Robustness and generalizability of model performance. Our post hoc analysis suggests that the potential for training models overfit to the test set was not a significant confounding factor, even when participants were allowed to submit an unlimited number of models and obtain real-time scores for each submission. Comparison of the same models across multiple rounds of evaluation suggests a surprising degree of consistency between the unlimited submission phase and independent evaluations in the held-out METABRIC data and newly generated OsloVal data. This is especially remarkable because the OsloVal samples were collected from a different geographical location, by a different team, at a different time, and for a different purpose—in contrast to studies such as MAQC-II (36), in which the test sets and training sets were collected and processed by the same team and organization.

The distribution of CI scores improved with each round of evaluation, and the highest-scoring models in the OsloVal evaluation achieved higher CI scores than any of the 1400 models evaluated in either of the METABRIC phases. This apparent counterintuitive result can likely be explained by the fact that the average follow-up time for the OsloVal cohort is 4541 days, much longer than the average follow-up time of 2951 days for METABRIC. The rate of censored events is also lower in OsloVal (27.7%) than in METABRIC (55.2%); therefore, the proportion of long-term survivors scored in OsloVal is larger than that in the METABRIC validation set. Because the long-time survivors are better predicted (Fig. 5D) than the short-term survivors, the CIs associated with the METABRIC data are biased to shorter-time survivors and lower CIs.

The consistency of model scores across our three evaluations does not conclusively rule out some degree of overfitting, and, as with any scientific study, the generality of our findings will be continuously refined through sustained scrutiny in subsequent studies throughout the research community.
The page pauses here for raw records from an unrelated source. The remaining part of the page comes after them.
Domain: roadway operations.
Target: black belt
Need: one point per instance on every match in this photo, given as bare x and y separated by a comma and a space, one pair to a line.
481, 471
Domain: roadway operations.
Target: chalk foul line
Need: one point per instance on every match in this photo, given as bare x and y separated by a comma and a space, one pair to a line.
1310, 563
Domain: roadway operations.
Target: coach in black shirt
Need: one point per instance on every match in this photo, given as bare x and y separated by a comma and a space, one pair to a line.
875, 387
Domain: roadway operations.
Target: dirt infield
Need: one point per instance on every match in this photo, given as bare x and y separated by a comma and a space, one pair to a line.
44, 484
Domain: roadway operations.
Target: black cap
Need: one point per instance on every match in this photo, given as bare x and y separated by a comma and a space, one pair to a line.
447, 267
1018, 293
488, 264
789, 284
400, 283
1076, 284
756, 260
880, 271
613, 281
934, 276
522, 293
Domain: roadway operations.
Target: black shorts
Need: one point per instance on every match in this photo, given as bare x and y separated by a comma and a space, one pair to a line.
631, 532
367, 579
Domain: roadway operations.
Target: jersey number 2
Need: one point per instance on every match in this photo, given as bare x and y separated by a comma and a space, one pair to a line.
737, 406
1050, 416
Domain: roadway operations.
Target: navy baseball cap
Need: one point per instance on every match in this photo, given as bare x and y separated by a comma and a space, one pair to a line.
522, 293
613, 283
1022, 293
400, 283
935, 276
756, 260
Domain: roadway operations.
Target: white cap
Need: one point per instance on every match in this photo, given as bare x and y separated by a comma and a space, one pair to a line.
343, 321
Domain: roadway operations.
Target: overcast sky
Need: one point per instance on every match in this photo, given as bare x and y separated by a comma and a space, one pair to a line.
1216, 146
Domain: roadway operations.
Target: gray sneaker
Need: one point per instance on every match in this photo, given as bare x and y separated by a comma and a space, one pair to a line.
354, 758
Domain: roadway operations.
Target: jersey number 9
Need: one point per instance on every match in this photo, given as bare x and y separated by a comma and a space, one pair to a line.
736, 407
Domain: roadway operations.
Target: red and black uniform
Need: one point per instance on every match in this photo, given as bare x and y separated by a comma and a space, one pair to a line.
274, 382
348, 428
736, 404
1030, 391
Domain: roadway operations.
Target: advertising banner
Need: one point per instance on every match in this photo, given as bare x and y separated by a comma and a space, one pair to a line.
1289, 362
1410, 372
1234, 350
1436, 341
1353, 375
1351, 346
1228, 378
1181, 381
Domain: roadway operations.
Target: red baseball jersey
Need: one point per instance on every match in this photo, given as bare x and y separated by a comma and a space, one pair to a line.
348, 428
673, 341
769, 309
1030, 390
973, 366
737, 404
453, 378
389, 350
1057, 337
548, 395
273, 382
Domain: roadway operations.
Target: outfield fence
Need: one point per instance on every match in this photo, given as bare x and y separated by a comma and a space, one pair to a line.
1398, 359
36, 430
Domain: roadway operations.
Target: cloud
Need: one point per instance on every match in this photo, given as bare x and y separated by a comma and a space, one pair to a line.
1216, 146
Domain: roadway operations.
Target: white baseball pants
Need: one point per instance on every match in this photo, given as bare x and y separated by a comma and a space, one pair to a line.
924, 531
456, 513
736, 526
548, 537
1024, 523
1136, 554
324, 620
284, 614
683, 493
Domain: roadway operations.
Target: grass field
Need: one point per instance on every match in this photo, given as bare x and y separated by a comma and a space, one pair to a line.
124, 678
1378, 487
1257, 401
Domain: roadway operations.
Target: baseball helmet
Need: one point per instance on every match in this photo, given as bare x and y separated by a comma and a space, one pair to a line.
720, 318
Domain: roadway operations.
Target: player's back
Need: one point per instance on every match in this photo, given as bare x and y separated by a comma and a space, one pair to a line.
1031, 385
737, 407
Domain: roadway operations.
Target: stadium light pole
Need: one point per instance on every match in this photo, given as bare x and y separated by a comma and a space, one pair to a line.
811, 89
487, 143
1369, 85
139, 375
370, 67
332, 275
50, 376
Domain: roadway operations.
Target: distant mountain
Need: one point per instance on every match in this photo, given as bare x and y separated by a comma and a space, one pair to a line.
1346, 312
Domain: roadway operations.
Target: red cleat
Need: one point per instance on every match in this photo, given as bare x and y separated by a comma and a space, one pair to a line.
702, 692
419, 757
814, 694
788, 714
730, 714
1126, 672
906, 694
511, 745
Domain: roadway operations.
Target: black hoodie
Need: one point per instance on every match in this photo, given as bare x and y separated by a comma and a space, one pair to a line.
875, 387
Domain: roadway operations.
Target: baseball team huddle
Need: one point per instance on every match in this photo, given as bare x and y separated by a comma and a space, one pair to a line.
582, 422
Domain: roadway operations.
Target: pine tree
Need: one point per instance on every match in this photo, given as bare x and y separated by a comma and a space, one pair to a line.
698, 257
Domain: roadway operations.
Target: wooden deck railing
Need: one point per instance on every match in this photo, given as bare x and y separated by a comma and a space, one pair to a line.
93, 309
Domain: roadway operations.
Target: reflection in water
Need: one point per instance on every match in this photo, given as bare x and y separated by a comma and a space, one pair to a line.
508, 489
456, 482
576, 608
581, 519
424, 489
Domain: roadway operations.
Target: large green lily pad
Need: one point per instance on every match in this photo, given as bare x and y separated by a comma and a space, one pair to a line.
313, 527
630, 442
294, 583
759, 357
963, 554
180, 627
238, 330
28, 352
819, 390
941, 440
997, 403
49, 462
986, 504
However, the consistency of model performance across independent evaluations provides strong initial evidence that the findings of our study are likely to generalize to unseen data.

Robust performance of community models. Consistent with results of previous DREAM Challenges (3134), the current study suggests that community models, constructed by aggregating predictions across many models submitted by participants, achieve performance on par with the highest-scoring individual models, and this high performance is remarkably robust to the inclusion of many low-scoring models into the ensemble. This result suggests that crowdsourcing a biomedical prediction question as a Challenge and using the community prediction as a solution is a fast and sound strategy to attain a model with strong performance and robustness. Intuitively, such an approach leverages the best ideas from many minds working on the same problem. More specifically, different approaches that accurately model biologically relevant signals are likely to converge on similar predictions related to the true underlying biology, whereas errant predictions resulting from erroneous approaches are less likely to be consistent. Thus, ensemble models may amplify the true signals that remain consistent across multiple approaches while decreasing the effects of less-correlated errant signals.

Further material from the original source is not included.